Burdock has an ancient and respected reputation as a nutritive liver tonic that helps to clean and build the blood, while its diuretic action of burdock helps in the elimination of waste materials. Taken internally, this root promotes sweating and the elimination of harmful high levels of uric acid via the kidneys. (Mabey,Richard ,41) The roots, leaves, and seeds of burdock can all be used, but in commercial preparations, you'll most commonly find the root. Rich in minerals, this plant is used as a food by many cultures. Burdock helps to cleanse the body from the inside out and is most useful in those conditions that can be traced back to liver disorders or a general overload of toxins in the system including problem skin. (Dawson,Adele ) Burdock may also play a useful role in helping to control blood sugar levels due to the inulin content of the root. In Europe, the fresh root is used for lowering blood sugar, its inulin content making it particularly suitable for diabetes.(1)

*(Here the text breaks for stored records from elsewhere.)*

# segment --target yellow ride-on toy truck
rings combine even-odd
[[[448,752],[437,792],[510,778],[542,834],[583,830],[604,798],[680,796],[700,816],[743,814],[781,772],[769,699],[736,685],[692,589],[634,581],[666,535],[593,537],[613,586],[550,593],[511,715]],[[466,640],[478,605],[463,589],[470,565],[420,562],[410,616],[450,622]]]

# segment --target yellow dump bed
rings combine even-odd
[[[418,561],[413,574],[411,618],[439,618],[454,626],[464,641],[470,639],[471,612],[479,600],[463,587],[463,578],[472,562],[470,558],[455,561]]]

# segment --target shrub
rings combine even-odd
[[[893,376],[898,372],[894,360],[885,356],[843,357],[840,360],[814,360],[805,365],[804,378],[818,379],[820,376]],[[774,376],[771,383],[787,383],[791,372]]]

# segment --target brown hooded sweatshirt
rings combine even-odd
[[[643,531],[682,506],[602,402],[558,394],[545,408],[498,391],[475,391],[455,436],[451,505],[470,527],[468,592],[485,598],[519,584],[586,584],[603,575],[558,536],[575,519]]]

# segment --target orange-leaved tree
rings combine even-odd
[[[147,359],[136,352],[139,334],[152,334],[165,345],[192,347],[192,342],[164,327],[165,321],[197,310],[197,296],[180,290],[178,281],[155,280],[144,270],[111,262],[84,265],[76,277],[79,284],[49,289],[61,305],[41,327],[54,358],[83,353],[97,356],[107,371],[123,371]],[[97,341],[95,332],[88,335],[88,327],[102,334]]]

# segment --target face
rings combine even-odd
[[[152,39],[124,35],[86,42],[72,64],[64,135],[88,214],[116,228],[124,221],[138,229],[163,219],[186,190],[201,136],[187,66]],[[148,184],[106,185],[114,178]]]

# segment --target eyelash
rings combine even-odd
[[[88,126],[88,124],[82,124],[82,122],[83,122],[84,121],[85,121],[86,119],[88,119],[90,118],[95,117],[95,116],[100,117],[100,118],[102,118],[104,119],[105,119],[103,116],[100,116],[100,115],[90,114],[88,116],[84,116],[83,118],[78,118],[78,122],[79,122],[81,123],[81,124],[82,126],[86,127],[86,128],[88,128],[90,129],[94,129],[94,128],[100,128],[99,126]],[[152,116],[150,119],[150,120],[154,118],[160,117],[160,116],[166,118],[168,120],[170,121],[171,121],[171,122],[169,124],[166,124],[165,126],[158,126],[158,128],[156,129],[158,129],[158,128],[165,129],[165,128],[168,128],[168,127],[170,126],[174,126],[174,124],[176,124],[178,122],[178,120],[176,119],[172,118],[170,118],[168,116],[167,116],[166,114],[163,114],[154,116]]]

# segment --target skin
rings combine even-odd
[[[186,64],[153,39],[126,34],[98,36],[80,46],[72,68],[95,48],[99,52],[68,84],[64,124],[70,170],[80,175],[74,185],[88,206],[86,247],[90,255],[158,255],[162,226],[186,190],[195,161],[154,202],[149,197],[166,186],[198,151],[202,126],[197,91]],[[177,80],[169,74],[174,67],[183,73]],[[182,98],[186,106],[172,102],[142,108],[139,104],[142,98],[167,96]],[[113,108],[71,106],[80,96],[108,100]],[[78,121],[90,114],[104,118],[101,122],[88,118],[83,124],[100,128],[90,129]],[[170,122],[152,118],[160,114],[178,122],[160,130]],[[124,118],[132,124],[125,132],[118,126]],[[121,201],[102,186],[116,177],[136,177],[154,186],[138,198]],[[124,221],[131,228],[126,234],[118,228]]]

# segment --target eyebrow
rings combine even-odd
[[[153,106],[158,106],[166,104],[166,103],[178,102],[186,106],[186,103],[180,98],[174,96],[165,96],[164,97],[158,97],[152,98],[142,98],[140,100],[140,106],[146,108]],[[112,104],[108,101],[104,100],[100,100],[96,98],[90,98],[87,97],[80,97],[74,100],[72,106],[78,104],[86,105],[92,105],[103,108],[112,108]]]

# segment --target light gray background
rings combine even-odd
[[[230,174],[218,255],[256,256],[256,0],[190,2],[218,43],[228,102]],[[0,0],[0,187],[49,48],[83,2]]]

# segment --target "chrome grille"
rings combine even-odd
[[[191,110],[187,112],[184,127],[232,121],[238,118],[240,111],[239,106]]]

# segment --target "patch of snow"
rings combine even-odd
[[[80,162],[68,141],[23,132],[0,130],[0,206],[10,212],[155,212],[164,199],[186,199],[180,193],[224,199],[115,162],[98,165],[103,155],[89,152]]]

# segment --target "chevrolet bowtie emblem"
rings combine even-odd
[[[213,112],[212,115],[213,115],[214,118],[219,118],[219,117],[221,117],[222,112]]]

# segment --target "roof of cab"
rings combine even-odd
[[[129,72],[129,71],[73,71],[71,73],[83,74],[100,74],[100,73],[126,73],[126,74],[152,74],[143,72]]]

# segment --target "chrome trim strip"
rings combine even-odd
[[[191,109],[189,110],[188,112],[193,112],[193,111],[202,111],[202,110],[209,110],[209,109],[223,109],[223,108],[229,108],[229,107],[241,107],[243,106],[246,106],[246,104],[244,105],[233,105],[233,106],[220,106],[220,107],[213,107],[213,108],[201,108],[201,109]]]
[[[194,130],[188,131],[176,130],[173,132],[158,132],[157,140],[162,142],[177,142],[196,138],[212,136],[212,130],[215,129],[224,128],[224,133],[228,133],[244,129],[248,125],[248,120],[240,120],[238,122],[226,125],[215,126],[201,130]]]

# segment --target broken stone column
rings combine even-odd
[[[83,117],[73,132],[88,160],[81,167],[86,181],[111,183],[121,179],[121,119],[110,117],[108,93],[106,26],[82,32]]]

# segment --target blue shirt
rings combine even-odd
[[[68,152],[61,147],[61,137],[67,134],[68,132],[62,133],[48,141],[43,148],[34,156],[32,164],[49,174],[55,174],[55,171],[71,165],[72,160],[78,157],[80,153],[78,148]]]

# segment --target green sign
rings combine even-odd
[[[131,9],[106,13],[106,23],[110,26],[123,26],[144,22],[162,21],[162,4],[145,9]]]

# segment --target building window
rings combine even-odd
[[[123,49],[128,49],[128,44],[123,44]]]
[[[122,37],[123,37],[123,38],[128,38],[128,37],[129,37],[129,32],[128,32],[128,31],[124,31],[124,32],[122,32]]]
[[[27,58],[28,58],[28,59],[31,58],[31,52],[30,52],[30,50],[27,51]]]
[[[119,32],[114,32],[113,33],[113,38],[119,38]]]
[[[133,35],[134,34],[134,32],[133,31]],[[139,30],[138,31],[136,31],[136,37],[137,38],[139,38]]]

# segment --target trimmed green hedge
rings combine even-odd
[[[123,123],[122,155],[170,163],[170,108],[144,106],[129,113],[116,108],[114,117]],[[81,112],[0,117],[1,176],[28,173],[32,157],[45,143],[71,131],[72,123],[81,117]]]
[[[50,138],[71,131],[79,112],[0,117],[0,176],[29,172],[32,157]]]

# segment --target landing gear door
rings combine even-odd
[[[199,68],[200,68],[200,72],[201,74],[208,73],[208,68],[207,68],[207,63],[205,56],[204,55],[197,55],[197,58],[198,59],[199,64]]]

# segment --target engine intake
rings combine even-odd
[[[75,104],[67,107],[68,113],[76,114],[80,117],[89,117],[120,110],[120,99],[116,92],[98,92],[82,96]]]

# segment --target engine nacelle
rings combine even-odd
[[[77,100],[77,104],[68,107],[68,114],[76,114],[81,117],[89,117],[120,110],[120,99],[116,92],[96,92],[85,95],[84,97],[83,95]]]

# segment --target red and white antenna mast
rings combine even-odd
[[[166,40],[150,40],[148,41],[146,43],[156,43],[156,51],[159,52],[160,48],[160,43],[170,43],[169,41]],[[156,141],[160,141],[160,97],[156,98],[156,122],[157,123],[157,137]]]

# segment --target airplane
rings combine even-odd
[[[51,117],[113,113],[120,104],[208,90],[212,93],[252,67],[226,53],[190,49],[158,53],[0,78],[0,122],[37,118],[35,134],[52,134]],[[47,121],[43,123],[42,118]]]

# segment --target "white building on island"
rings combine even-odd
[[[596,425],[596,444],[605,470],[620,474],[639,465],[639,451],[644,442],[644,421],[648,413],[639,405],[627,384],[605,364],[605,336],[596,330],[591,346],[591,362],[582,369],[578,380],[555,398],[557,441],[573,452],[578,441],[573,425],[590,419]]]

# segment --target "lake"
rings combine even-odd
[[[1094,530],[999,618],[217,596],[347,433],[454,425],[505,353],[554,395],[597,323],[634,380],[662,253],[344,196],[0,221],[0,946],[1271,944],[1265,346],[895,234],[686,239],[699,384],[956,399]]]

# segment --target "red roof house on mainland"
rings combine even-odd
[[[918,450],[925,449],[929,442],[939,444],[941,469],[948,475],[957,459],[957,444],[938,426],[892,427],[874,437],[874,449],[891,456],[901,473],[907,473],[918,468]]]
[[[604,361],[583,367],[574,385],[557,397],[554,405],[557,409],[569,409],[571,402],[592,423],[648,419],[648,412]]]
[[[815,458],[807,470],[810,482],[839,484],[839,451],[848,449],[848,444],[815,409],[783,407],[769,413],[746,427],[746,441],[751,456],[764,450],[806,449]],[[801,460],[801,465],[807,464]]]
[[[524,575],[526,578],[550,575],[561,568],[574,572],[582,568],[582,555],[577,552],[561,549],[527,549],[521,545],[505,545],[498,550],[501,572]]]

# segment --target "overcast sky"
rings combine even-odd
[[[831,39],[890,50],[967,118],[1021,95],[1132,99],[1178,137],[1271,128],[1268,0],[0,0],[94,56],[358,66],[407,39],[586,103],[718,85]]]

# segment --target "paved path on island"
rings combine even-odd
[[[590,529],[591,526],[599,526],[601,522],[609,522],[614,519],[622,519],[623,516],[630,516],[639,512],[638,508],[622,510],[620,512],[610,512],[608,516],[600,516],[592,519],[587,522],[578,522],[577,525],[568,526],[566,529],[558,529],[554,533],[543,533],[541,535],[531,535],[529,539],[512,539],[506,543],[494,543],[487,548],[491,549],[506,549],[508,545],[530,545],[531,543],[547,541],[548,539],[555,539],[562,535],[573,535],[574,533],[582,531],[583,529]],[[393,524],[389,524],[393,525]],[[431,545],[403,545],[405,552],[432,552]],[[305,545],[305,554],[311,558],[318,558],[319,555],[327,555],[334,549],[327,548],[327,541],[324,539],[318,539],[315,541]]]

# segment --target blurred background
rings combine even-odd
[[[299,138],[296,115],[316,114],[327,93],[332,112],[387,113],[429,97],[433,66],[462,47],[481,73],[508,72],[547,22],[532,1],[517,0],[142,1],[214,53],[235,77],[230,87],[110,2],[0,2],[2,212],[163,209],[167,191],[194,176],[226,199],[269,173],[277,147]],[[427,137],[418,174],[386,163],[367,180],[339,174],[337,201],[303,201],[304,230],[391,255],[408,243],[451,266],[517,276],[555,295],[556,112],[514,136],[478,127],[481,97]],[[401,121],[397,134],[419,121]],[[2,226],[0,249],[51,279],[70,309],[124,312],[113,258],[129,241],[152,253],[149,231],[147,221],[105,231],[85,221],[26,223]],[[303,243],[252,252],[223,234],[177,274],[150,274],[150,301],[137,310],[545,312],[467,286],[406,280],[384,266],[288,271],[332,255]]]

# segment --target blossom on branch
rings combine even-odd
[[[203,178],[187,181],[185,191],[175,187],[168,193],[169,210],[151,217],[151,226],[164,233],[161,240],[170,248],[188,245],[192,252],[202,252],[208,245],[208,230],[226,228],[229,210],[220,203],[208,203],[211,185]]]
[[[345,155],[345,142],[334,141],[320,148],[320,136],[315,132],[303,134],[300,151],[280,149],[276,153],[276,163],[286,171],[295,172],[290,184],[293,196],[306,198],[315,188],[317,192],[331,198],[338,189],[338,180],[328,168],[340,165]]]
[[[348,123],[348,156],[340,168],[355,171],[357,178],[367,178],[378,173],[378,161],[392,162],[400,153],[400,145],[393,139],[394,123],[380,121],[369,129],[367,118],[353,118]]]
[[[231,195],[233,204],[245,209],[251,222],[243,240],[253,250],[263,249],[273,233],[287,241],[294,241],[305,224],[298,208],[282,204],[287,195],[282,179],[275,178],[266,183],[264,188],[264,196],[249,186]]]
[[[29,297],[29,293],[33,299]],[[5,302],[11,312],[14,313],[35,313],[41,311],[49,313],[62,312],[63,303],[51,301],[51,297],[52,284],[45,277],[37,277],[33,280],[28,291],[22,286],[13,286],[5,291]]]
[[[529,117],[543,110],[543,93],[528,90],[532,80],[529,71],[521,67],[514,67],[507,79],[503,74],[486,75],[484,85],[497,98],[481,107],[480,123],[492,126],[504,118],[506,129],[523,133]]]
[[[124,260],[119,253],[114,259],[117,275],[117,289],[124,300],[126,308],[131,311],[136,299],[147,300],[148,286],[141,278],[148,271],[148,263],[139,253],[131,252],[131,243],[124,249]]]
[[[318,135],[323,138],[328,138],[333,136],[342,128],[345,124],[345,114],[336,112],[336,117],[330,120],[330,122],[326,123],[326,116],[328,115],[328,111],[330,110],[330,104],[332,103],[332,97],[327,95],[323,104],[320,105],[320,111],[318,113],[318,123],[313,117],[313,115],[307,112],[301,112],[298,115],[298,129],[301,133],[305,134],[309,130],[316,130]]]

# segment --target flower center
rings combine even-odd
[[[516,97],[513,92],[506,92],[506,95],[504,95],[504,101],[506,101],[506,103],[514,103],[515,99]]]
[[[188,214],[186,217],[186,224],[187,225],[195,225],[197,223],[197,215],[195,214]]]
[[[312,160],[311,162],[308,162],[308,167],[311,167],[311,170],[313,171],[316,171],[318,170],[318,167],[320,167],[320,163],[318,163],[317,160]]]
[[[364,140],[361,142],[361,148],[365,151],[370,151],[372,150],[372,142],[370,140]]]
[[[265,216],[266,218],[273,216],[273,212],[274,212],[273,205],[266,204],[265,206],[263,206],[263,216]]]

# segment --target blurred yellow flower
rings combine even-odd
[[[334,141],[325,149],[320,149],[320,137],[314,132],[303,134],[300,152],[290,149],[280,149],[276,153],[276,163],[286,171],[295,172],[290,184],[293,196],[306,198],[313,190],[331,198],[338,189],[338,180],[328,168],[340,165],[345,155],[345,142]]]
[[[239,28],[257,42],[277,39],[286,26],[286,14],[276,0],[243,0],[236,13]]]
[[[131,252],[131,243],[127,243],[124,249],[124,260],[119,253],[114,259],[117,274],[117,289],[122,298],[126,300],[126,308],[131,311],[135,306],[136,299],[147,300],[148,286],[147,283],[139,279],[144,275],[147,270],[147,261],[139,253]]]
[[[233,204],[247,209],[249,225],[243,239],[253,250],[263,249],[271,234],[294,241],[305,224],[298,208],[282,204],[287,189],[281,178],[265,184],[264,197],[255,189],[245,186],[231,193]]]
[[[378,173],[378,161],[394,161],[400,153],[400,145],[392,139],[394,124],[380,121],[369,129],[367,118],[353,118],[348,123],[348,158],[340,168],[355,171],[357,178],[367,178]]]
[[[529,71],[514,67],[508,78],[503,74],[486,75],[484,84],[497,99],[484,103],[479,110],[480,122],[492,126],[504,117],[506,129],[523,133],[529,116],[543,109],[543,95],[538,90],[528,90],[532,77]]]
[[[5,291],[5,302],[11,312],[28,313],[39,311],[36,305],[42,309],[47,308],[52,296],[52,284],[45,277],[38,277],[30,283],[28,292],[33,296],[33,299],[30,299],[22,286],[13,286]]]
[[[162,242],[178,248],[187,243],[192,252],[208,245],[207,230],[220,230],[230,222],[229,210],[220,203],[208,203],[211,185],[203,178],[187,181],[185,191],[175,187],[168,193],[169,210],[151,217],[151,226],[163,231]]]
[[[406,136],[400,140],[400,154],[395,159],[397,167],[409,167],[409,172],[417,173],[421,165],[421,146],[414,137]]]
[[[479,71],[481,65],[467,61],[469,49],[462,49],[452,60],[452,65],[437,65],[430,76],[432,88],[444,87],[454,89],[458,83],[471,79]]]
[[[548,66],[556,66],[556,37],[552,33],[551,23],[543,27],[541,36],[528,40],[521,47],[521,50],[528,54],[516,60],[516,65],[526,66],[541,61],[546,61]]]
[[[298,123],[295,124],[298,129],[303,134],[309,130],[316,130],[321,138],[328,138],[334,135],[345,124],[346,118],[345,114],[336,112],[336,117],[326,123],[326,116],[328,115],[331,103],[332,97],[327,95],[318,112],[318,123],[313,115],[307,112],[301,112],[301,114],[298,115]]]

Burdock is one the herbs from the tradition of Western herbalism used in treatment of cancer, most likely for it's well demonstrated depurative properties. Burdock has demonstrated antitumor effects in animal studies, in other research it has acted as an antimutagen.White, Linda B. M.D. Burdock is not presented as a stand alone treatment for cancer, but may be used in a supporting role as part of holistic treatment practices.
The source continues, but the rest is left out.